- Born: August 27, 1941 Queens, New York, U.S.
- Died: February 9, 2023 (aged 81) Pasadena, California, U.S.
- Board member of: Federal Reserve Bank of San Francisco Doheny Eye Institute Jules Stein Eye Institute

= Nelson Rising =

American businessman (1941–2023)

Nelson Rising (August 27, 1941 – February 9, 2023) was an American businessman, chairman and CEO of Rising Realty Partners and chairman emeritus of the Real Estate Roundtable. He was also the former president and CEO of MPG Office Trust, chairman of the board of the Federal Reserve Bank of San Francisco, and on the boards of Doheny Eye Institute and Jules Stein Eye Institute.

==Early life and education==
Rising was born in Queens, New York, and grew up in Glendale, California, where he attended Glendale High School, where he was an All-CIF football player in 1959. He received a scholarship to UCLA, where he received his B.A. in economics and graduated with honors in 1963. In 1967 he attended UCLA Law School, where he earned his Juris Doctor.

==Business career==
Rising's professional career began as an associate at O’Melveny & Myers, where he was mentored by diplomat and former U.S. Secretary of State Warren Christopher. He took a leave of absence from the firm to successfully manage the 1970 campaign of John Tunney who defeated a Republican incumbent in the U.S. Senate.

His real estate career officially began in 1973 when he became president of the 5,000-acre Coto de Caza resort community in southeast Orange County. Throughout the growth of his real estate career, Rising stayed involved in California politics, serving as chairman of Tom Bradley’s campaign for mayor in 1973, 1977, and 1981 and Bradley’s campaign for governor in 1982. Rising developed projects throughout the United States and became a senior partner at Maguire Thomas Partners. Rising was responsible for the Library Square development, which included the U.S. Bank Tower and the Gas Company Tower. He was partner-in-charge of both the Library Square development as well as Playa Vista, one of the largest and most complicated multipurpose developments in the history of Los Angeles.

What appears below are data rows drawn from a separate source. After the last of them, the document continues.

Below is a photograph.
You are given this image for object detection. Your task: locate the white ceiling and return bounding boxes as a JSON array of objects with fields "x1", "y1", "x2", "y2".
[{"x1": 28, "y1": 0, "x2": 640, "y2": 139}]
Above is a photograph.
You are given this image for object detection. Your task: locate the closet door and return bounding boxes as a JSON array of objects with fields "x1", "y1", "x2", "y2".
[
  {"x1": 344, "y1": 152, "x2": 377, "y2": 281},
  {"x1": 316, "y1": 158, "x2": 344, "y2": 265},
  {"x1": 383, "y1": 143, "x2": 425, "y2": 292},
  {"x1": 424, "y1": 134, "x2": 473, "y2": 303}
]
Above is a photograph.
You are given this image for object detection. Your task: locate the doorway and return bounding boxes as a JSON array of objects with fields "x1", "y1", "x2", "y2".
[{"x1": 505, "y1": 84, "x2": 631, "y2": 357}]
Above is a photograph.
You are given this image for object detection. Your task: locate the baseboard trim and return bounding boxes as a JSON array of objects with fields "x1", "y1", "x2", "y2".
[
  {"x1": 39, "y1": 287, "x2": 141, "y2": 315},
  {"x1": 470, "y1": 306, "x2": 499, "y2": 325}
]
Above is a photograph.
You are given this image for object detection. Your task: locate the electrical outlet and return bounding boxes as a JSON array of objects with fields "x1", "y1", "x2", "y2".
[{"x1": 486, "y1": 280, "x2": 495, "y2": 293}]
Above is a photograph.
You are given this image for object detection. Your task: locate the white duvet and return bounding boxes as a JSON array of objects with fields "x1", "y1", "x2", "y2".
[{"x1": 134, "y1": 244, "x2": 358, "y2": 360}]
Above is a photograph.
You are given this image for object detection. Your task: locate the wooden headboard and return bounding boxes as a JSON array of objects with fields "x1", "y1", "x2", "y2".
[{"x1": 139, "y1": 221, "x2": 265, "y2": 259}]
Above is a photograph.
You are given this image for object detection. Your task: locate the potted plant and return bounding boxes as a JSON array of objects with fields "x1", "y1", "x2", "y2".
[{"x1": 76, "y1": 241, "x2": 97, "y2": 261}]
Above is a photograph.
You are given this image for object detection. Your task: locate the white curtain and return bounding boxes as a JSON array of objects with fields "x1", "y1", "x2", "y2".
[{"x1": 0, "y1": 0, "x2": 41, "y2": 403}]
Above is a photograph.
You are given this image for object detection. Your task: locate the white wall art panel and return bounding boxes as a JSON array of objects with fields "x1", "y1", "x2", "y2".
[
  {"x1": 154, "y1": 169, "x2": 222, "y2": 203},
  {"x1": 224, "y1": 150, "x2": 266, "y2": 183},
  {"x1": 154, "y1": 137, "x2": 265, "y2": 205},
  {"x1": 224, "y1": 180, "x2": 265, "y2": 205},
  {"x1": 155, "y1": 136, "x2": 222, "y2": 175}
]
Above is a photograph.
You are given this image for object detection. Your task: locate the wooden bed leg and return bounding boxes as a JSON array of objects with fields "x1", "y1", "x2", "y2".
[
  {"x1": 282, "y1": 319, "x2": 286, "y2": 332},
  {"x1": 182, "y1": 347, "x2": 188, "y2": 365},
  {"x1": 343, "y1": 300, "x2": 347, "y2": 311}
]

In 1994, Rising became CEO of Catellus Development Corporation. Throughout the 11 year tenure he witnessed the company evolve from a railroad land company, to a diversified development company and eventually become a real estate investment trust. During his tenure, investors were granted a compounded return of 538%. There is now a street named after Nelson Rising in Mission Bay, San Francisco called Nelson Rising Lane. Rising was named Dealmaker of the Year in 2005 at San Francisco’s Business Times’ annual Real Estate Deals of the Year event. Rising was chairman and CEO of Rising Realty Partners, LLC., which he co-founded with his son, Christopher; chairman emeritus of the Real Estate Roundtable; and chairman of the Grand Avenue Committee.

Rising chaired Governor Jerry Brown’s three-member panel to dissolve the Los Angeles Community Redevelopment Agency in 2012. He served on the board of directors and executive committee of The Irvine Company and the boards of the Trust Company of the West (now TCW Group) and Foley Timber & Land Company as well. He was a lifetime member and former trustee who served on executive committees of the California Institute of Technology, and a trustee of the W.M. Keck Foundation

He is credited with having "spearheaded iconic developments that transformed neighborhoods across California". Cushman & Wakefield chairman John Cushman, who also works closely with Rising's son, Christopher, called Rising "a genius in terms of dealing with people" with mediation skills that would transform "confusion and chaos and translate it into common sense and bring people back to the table who were yelling" to forge consensus among multiple stakeholders from government agencies and citizen groups for large-scale urban projects.

== Personal life==
Nelson Rising was married to Sharon Lynne Sanders. They married in 1963, in Fresno, California. They had three children, Christopher, Corinne and Jonathan Mathew Rising. He and his wife resided in La Cañada Flintridge, California.

Rising died from complications of Alzheimer's disease in Pasadena, California, on February 9, 2023. He was 81.